C’est lors de ce moment que le titre prend tout son sens, la voix d’Aïda est tout d’abord celle qui sert de pont entre les langues afin de permettre la discussion et donc la diplomatie. Dans un deuxième temps c’est celle d’une mère inquiète que l’on n’écoute pas.

Le combat d’Aïda, qui donne lieu à un ensemble de déambulations dans le camp de réfugiés, est avant tout de sauver sa famille. Un sauvetage qui ne se fera pas malgré la présence du personnel de l’ONU qui ne l’aidera pas. Lorsqu’elle se rend compte de la machination organisée par les serbes, qui séparent femmes et hommes lors de l’exode, il est déjà trop tard.

Ainsi, le film impose une terrible séquence d’exécution où les fils et le mari d’Aïda se font exécuter avec les hommes du village. On leur promet un « film », on ouvre les fenêtres de la pièce, on brandit des fusils et c’est ainsi que le groupe est exécuté froidement. A l’image de beaucoup de films qui évoquent des génocides ou des massacres, la violence est hors champ.

A l’instar de Requiem pour un Massacre d’Elem Klimov, on ne rentre pas dans la pièce où a lieu l’acte. Il n’est pas nécessaire d’y être, il suffit de le savoir.

 

La Voix d’Aïda se conclue par un saut dans le temps où la protagoniste est âgée et toujours hantée par ses blessures. Elle retrouve alors les corps de sa famille dans un charnier exhumé lors d’un traveling exceptionnel puisqu’il ne repose pas sur le pathos et cherche les émotions dans la pièce elle-même.

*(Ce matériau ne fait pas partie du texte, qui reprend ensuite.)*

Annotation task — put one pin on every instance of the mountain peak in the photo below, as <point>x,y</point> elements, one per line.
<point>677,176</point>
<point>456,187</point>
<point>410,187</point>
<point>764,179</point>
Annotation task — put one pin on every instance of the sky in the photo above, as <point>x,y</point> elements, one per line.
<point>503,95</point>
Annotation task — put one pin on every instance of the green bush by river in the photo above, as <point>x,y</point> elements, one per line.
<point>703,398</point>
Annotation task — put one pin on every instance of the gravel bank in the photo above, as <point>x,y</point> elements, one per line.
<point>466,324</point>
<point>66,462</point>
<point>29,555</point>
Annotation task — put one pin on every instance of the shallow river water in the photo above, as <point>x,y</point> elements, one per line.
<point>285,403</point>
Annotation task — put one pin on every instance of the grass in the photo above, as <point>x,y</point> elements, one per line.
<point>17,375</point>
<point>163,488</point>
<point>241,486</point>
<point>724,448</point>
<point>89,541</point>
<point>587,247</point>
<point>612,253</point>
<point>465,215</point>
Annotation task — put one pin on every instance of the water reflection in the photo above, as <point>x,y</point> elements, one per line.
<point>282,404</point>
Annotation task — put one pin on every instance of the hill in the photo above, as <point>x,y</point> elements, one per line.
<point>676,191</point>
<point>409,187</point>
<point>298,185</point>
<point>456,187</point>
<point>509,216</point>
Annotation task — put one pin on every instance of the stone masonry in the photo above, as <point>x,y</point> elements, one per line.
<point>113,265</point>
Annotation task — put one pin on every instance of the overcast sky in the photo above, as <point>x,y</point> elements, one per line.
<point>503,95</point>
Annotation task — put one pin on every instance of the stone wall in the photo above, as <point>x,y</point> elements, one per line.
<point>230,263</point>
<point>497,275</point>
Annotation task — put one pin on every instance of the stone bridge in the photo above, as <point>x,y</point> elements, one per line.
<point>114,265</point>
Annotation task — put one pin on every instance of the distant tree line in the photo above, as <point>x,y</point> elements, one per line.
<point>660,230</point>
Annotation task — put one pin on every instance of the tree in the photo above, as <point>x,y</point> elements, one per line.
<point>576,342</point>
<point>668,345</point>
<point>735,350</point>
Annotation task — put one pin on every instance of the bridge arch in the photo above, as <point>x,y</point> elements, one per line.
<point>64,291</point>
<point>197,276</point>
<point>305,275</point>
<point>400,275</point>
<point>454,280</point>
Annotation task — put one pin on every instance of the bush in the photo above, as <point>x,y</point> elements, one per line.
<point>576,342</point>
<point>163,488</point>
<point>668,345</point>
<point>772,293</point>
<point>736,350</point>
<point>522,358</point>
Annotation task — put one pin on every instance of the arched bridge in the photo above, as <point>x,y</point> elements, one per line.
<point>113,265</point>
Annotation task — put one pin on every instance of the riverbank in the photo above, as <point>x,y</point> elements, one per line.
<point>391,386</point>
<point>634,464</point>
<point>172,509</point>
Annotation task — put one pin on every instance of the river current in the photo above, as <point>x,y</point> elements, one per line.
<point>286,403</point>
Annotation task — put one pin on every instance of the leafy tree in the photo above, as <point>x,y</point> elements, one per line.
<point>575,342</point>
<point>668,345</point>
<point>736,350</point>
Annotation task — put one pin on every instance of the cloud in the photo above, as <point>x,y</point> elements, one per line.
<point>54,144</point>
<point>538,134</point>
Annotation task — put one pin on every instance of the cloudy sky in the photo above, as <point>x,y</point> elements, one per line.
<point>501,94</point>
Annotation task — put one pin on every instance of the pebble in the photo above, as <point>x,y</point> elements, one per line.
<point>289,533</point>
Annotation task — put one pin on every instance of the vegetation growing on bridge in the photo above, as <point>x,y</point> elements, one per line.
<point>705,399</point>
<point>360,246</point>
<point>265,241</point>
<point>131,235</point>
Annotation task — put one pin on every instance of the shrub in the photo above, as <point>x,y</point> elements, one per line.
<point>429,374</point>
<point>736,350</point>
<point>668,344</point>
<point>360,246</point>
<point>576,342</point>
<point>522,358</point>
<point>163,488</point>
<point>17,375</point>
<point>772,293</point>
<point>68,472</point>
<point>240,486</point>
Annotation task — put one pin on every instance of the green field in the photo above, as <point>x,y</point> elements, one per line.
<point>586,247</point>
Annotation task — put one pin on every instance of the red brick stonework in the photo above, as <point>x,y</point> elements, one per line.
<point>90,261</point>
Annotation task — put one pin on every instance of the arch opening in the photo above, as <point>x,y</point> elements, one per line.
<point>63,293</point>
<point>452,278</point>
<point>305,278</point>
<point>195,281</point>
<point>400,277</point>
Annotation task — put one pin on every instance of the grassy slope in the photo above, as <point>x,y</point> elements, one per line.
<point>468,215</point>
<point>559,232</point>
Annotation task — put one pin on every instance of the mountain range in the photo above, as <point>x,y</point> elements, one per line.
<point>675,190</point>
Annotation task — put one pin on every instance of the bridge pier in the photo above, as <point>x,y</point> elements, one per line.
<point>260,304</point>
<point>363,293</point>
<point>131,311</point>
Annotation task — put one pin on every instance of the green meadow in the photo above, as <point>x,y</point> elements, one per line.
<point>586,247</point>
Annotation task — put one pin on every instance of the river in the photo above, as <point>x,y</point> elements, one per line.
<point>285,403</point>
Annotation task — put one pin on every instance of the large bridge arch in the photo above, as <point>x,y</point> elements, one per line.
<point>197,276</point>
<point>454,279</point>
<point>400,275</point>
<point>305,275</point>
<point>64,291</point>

Encore une fois, Žbani oriente son regard vers la justesse de la tragédie afin de rappeler l’importance de cet événement et son impact sur l’être humain, sur le peuple bosniaque. Elle construit donc un film mémoriel qui atteint son apogée lors de cette finalité et ce travelling qui explore le charnier en gardant une distance, celle de l’humain.

 

 

 

L’édition :

 

Le film est sorti chez Condor depuis le 28 février 2022 dans un beau combo Blu-ray/DVD accompagné d’un entretien avec Jasmila Žbanić, d’un entretien avec Guillaume Ancel et d’un bonus uniquement sur le Blu-ray : le documentaire Les Voix de Srebrenica.